Albert sort son portefeuille et montre la lettre.
- Tu fais collection d'autographes ?... Tu l'a cachée tout de même !
- Et tu arrives du Canada...
- Oui.
- Qu'est-ce que tu as fait en dernier lieu ?
- De la prison.
- ? !
- Vagabondage. N'avoir pas de quoi manger et coucher n'importe où, ça s'appelle comme ça, dans tous les pays civilisés.
Tu regardes mon costume - il te plaît ?... C'est un cadeau - d'un inconnu - sur le bateau - avec quatre dollars - qu'il avait fait semblant d'oublier dans une poche. Il y a des gens bizarres - hein ?... Il est vrai qu'il n'était pas mon frère !
- Tu te crois très malin en ajoutant cela - mais tu as dit la vérité : il n'était pas ton frère - et ça ne l'engageait pas pour l'avenir !... Est-ce que tu es marié ?

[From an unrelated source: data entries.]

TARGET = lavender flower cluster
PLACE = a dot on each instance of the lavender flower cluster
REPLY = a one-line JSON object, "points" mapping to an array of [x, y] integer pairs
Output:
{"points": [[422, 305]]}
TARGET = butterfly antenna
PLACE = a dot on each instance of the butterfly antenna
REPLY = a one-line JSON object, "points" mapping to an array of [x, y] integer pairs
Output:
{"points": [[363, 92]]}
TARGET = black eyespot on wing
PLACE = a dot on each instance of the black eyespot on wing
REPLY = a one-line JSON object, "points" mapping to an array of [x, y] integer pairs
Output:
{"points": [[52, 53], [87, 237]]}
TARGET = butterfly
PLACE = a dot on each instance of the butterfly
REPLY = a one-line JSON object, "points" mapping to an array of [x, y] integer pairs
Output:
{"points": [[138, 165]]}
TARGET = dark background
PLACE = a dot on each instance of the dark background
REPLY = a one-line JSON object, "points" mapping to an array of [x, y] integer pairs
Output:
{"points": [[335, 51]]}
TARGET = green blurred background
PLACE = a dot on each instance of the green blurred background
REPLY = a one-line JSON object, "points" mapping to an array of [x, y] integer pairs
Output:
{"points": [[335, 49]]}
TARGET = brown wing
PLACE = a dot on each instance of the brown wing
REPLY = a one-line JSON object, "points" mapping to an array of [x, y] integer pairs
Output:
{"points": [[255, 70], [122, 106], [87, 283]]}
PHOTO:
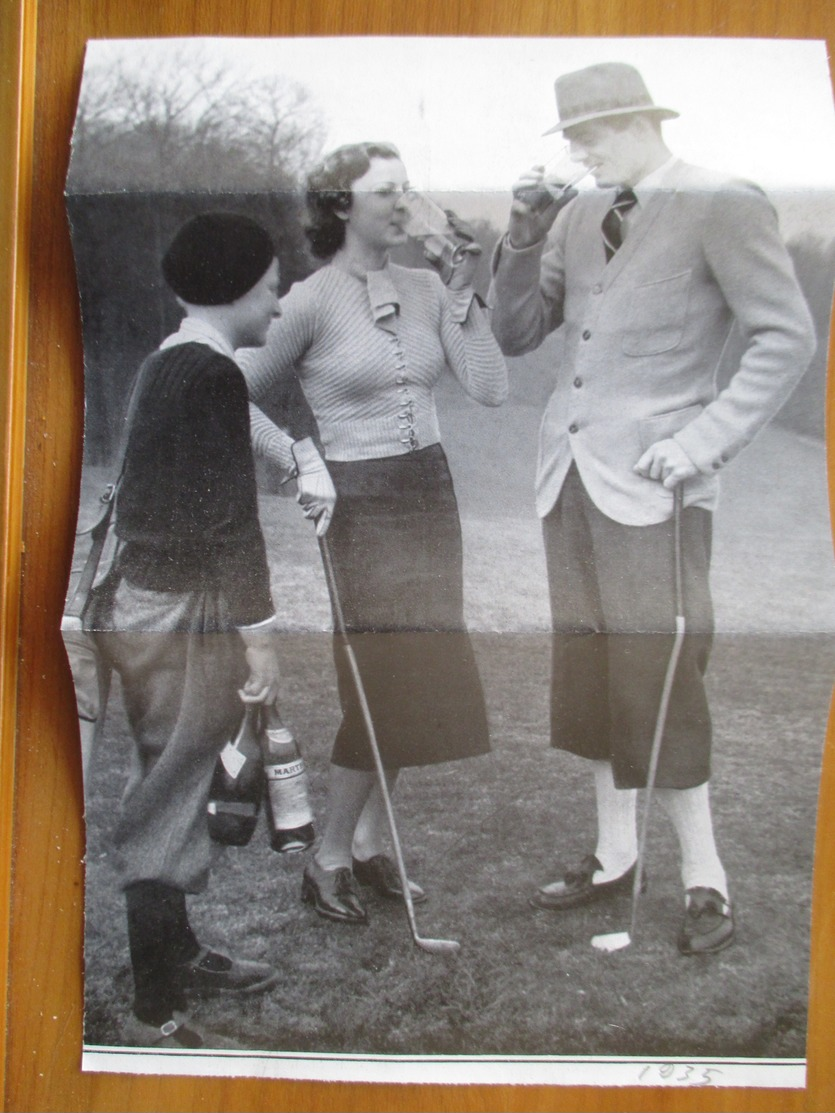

- J'avais une maîtresse - mais heureument elle m'a quitté. Et avec un beau costume comme ça... je ne peux pas être ton secrétaire ?
Albert fait signe que non.
A cause de ta femme ?
- Oui - aussi.
- Elle connaît cependant mon existence ?
- Heu... non. Tu avais disparu... tu pouvais ne jamais reparaître - et la lui révéler, c'était la mettre au courant... de bien de choses qui te concernent - et qui ne la regardent pas.
- Tu as eu honte de moi ?
- Sans en avoir au précisément honte, je ne te cacherai pas qu'un homme dans ma situation n'a pas à se targuer d'avoir pour frère...
- Un pauvre. Alors, ta femme ne sait pas que nous sommes deux jumeaux ?
- C'est à dire qu'elle sait que notre mère avait eu deux jumeaux...
- Dont l'un n'a pas vécu ?
- Voilà.
- C'est bien ça !... Non content de ne pas m'avoir aidé à vivre, tu m'as tué ! Tu es un frère !... Est-ce que je peux te demander à quel âge je suis mort ?
- Vers dix-huit ans. - C'est jeune !... En somme, tu t'es tout de suite débarrassé de moi !... Je comprends, évidemment, pourquoi tu ne peux pas, dans ces conditions-là, me prendre comme secrétaire... Ni me recommander. Bon. Donne-moi mille francs, veux-tu.
- Mille francs... ?
- Oh ! Tu ne va pas me les refuser ?... Hein ?... Qu'est-ce que c'est que mille francs, pour toi !
- C'est mille francs, comme pour toi.
- Oui, mais, moi, avec mille francs je peux manger pendant six jours !
- Oui - mais, moi, avec mille francs, je peux fumer pendant une semaine ! Pourquoi veux-tu que je me prive de fumer pendant huit jours... parce que tu n'a pas su te débrouiller dans la vie ?
Albert donne à son frère trois mille francs.
- Trois mille, tu me donnes ! Pfff !... Mille que je te demande... mille, pour que je me taise... et mille, probablement, pour que je ne revienne pas ! (Un temps.) Se ressembler à ce point-là... et être tellement différents l'un de l'autre - hein ? - c'est quelque chose d'effarant !... Et pourtant, je suis ton frère, après tout !
- Tu viens de dire le mot : tu es mon frère «après tout» - et non pas avant tout. Avant tout, il y a les miens - et ma situation.
- Et puis toi-même ?
- Et puis moi-même, évidemment. Tu n'as tout de même pas la prétention de passer avant moi ?
- Non, mais je pense que la famille...
- Oui, c'est ça - la famille ! ! !
- C'est tout de même quelque chose.
- Oui, c'est tout de même quelque chose - quand on en a besoin. Pour moi, la véritable famille est celle que l'on s'est volontairement constituée : sa femme et ses enfants. On a choisi sa femme - et ses enfants, on les a faits. Mais son père et sa mère, ses frères, ses cousins, ses oncles... et tout le reste, c'est le Destin qui vous les impose.